Bir bukalemun korktuğunda, birisi onu eline aldığında ya da başka bir bukalemun tarafından dövüldüğünde renk değiştirir. Sıcaklık, ışık ve bir dişinin varlığı da görüntüye etki edebilir. Bukalemunların derisinde birkaç kat kromatofor adı verilen özel hücreler bulunur ve bu hücrelerin her birinin özel renk pigmentleri vardır. Bu katların oranındaki değişim derinin farklı türde ışıkları yansıtmasına neden olur. Bu da bukalemunun hareket eden bir disko topuna benzemesine neden olur.

2. Mavi balina yaşayan en büyük canlı değildir.
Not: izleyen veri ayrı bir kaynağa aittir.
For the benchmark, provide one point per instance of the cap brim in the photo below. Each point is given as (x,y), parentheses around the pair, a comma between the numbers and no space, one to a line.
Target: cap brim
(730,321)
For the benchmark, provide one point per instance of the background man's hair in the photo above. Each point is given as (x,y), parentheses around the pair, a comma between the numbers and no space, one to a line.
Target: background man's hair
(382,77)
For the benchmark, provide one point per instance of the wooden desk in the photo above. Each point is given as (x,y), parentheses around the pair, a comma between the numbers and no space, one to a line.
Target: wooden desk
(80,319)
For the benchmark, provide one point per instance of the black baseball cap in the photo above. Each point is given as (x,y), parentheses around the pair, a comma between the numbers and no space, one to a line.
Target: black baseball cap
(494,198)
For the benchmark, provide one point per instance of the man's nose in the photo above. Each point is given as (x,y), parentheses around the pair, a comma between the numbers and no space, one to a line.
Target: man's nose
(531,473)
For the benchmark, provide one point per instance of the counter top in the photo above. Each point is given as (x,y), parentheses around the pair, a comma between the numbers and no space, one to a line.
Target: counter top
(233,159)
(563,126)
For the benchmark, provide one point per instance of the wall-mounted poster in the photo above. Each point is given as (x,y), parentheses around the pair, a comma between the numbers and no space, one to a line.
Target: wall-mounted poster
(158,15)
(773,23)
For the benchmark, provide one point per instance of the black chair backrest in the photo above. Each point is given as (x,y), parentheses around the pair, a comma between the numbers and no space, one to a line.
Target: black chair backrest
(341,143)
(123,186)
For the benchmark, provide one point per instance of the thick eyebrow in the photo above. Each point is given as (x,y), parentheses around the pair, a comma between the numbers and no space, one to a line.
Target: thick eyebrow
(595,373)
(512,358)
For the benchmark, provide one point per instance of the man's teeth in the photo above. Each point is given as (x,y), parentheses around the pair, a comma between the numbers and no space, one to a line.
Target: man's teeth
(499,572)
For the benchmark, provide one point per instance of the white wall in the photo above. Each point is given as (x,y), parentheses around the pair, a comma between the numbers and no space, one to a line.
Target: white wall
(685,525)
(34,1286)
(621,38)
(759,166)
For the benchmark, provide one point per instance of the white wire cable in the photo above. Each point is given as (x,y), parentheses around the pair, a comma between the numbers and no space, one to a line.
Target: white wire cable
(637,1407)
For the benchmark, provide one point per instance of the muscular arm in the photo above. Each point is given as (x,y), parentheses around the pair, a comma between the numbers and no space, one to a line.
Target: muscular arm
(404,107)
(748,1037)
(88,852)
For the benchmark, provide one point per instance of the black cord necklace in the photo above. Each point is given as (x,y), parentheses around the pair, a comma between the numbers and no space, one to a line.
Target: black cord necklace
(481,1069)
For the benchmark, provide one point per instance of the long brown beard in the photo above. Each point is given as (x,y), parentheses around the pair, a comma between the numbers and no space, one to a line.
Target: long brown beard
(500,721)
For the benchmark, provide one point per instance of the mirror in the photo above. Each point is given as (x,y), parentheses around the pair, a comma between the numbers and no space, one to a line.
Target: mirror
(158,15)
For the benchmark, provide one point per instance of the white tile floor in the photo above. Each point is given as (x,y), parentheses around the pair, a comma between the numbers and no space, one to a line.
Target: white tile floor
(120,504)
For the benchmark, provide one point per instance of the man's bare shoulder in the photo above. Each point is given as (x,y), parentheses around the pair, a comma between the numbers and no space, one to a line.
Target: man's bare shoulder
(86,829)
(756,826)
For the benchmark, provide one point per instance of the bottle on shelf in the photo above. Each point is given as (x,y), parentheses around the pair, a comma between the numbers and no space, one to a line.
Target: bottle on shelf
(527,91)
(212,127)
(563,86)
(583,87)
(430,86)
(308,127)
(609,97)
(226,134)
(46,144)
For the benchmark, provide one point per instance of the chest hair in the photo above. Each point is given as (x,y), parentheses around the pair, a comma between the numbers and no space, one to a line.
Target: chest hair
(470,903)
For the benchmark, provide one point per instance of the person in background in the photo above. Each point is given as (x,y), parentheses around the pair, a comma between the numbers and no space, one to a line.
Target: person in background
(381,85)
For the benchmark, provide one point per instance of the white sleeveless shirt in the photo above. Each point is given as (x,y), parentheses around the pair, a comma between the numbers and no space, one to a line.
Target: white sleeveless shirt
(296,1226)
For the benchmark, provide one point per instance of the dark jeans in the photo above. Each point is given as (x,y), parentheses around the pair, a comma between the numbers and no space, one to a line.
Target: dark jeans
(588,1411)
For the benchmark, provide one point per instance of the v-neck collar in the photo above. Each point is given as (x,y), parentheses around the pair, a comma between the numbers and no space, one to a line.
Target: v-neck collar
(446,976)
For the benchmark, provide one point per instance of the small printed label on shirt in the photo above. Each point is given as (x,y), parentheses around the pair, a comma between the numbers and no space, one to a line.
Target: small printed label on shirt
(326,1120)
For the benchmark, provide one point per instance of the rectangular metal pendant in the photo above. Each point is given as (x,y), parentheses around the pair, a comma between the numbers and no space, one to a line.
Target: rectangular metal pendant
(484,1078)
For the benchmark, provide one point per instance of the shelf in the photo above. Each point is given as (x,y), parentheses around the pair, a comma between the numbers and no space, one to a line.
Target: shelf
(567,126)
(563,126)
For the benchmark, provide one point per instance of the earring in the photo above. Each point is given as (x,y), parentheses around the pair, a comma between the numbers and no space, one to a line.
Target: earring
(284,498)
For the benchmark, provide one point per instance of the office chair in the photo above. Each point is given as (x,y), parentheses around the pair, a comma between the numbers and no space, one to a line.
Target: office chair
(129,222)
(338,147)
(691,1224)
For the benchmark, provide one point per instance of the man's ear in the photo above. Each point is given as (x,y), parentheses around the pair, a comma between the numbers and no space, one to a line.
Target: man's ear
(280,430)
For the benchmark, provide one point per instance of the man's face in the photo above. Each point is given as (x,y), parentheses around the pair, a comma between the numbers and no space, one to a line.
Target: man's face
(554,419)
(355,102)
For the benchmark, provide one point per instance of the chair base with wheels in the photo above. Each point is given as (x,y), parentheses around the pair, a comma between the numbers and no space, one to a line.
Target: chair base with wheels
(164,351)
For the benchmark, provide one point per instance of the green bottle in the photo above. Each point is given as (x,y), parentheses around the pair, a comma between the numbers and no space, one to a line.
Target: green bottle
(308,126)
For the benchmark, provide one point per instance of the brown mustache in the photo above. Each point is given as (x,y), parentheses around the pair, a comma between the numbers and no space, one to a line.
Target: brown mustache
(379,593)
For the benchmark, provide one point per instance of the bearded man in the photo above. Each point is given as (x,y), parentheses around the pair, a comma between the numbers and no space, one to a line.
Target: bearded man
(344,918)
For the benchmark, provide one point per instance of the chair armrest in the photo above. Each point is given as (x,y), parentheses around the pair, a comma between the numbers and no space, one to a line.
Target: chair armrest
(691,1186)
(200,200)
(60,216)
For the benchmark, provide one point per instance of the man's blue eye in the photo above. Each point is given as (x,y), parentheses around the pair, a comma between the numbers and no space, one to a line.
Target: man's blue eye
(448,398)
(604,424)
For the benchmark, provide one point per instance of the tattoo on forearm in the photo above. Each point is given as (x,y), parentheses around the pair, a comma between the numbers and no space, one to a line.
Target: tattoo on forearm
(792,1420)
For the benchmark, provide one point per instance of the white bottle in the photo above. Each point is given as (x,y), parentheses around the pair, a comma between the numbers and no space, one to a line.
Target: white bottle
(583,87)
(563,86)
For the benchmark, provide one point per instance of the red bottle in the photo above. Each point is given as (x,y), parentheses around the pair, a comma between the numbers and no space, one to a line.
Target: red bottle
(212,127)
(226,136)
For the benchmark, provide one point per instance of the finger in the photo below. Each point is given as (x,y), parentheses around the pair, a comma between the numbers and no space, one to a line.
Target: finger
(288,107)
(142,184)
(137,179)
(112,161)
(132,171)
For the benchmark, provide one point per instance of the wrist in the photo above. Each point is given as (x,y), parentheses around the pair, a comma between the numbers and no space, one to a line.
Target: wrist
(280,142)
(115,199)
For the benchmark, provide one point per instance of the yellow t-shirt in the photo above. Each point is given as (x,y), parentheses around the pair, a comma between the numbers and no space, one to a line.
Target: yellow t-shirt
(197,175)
Kocaman olduğu kesin, fakat mavi balina yaşayan en büyük canlı değil. Olay şu ki, dünyada yaşayan en büyük canlı aslında bir mantar! Bu mantarın ismi ise Armillaria Ostoyae ya da şimdiki adı ile Humongous Fungus.

Rekor sahibi bu bal mantarı, yaklaşık 2,000-8,000 yıldır ABD Oregon'daki Malheur Ulusal Parkı'nda büyümekte ve yaşı tam olarak bilinmiyor. 880 hektar alan kaplayan bu mantarın en büyük kısmı insan gözünden saklı durumda ve yer altında kocaman beyaz bir emeç şeklinde dağılıyor. Bu emeç diğer ağaçların köklerini kaplıyor, onlar üzerinden yaşıyor ve en sonunda da onları öldürüyor. Arada sırada ise bu emeç kendini yer yüzünde olduğu koca dev olarak değil de, küçük altın rengi mantarlar şeklinde gösteriyor.

3. Hamam böcekleri nükleer bir savaştan canlı çıkamazlar.

Çoğu insan hamam böceklerinin yok edilemez olduğunu düşünüyor. Evet, kendileri insanlardan daha uzun süredir buralardalar (yaklaşık olarak 280 milyon yıldır) ve haşereler olarak onlardan kurtulmak epey zor. Ayrıca, kafaları olmadan bir süre yaşayabildikleri de biliniyor. Fakat, 1959'da yapılan bir araştırma gösteriyor ki, hamam böcekleri nükleer bir savaş sırasında ölecek ilk böcekler arasındalar. 

Wharton ve Wharton adındaki iki bilim insanı, geniş çeşitlilikteki böcek çeşitlerini farklı radyasyon seviyelerine maruz bırakmışlar. Sonuç olarak insanlar için ölümcül olan radyasyon seviyesinin 1,000 rad, hamam böcekleri içinse 20,000 rad olduğunu fark etmişler. Parazitik bir eşek arısının ise 18,000 rad seviyesinde radyasyona maruz kalması, ölmesine neden oluyor. Bu araştırmanın asıl kazananı ise küçük bir bakteri: Deinococcus durans. Çünkü bu bakteri 1,5 milyon rad gibi yüksek bir radyasyon seviyesini kaldırabiliyor ve hatta dondurulması halinde bu seviye iki katına çıkıyor!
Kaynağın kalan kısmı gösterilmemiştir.